Melting potes
Fearless Movement, par Kamasi Washington (double album, Young Turks).
Au confluent du jazz et du hip-hop, Kamasi Washington jouit d’une aura dépassant allègrement la chapelle jazz, quoique des puristes déplorent sa réputation de nouveau géant du genre. Estampillé porte-drapeau du new jazz West Coast et « voix jazzy » de Black Lives Matter, le ténor poursuit sa route librement. Le colosse n’est pas Coltrane et ne prétend pas révolutionner le saxophone (son fidèle Selmer Mark VI) mais jouer une musique qui danse (spirite et charnelle) : ballades cool, déhanchements funk et envolées free. S’il a deux modèles, ce sont Pharoah Sanders (son père Rickey Washington, saxophoniste lui aussi, l’emmena, à l’âge de 8 ans, assister à un concert du créateur de « Karma »), dont les échos s’entendent sur la prière en guèze, langue de la Bible éthiopienne, qui ouvre son nouvel album ; et Wayne Shorter (période Weather Report plus que Jazz Messengers), avec qui il fit ses premières armes.

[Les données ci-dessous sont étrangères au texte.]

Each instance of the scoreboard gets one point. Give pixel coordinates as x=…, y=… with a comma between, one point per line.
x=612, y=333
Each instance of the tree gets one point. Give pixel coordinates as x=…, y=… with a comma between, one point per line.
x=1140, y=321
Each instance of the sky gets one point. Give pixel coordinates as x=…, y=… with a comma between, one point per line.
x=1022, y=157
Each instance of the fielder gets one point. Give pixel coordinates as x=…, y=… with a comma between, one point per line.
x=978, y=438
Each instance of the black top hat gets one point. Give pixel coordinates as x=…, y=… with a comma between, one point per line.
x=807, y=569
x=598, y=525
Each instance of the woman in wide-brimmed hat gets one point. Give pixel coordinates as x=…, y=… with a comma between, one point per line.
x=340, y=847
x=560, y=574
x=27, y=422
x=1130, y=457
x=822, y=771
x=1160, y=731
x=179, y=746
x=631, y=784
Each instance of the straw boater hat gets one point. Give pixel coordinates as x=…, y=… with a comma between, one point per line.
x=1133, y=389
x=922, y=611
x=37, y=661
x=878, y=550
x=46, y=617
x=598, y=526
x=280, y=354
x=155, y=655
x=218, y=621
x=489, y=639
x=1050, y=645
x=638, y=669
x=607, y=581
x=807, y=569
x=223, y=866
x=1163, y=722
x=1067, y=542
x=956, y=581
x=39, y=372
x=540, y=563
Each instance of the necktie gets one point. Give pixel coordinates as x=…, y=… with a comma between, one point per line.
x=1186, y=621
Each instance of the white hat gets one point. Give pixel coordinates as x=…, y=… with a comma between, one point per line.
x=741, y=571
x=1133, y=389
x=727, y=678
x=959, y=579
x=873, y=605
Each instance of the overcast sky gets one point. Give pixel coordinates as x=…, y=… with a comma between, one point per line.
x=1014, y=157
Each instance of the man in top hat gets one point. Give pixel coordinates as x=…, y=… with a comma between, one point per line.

Né dans le ghetto de South Central à Los Angeles, éduqué au jazz et au gospel par ses parents musiciens, il a grandi au son du hip-hop. Pour lui, la « musique noire » n’a pas de frontières et c’est naturellement qu’il est devenu le « saxo des stars du rap » auprès de Lauryn Hill, Snoop Dogg et Kendrick Lamar. C’est de cette famille que viennent les invités de marque du premier disque (au rang desquels André 3000, en duettiste flûtiste, et le parrain du funk, George Clinton), le second restant dédié au jazz-rock cinématographique, voyage cosmique et exploration méditative de celui qui est aussi un fan de Bernard Herrmann.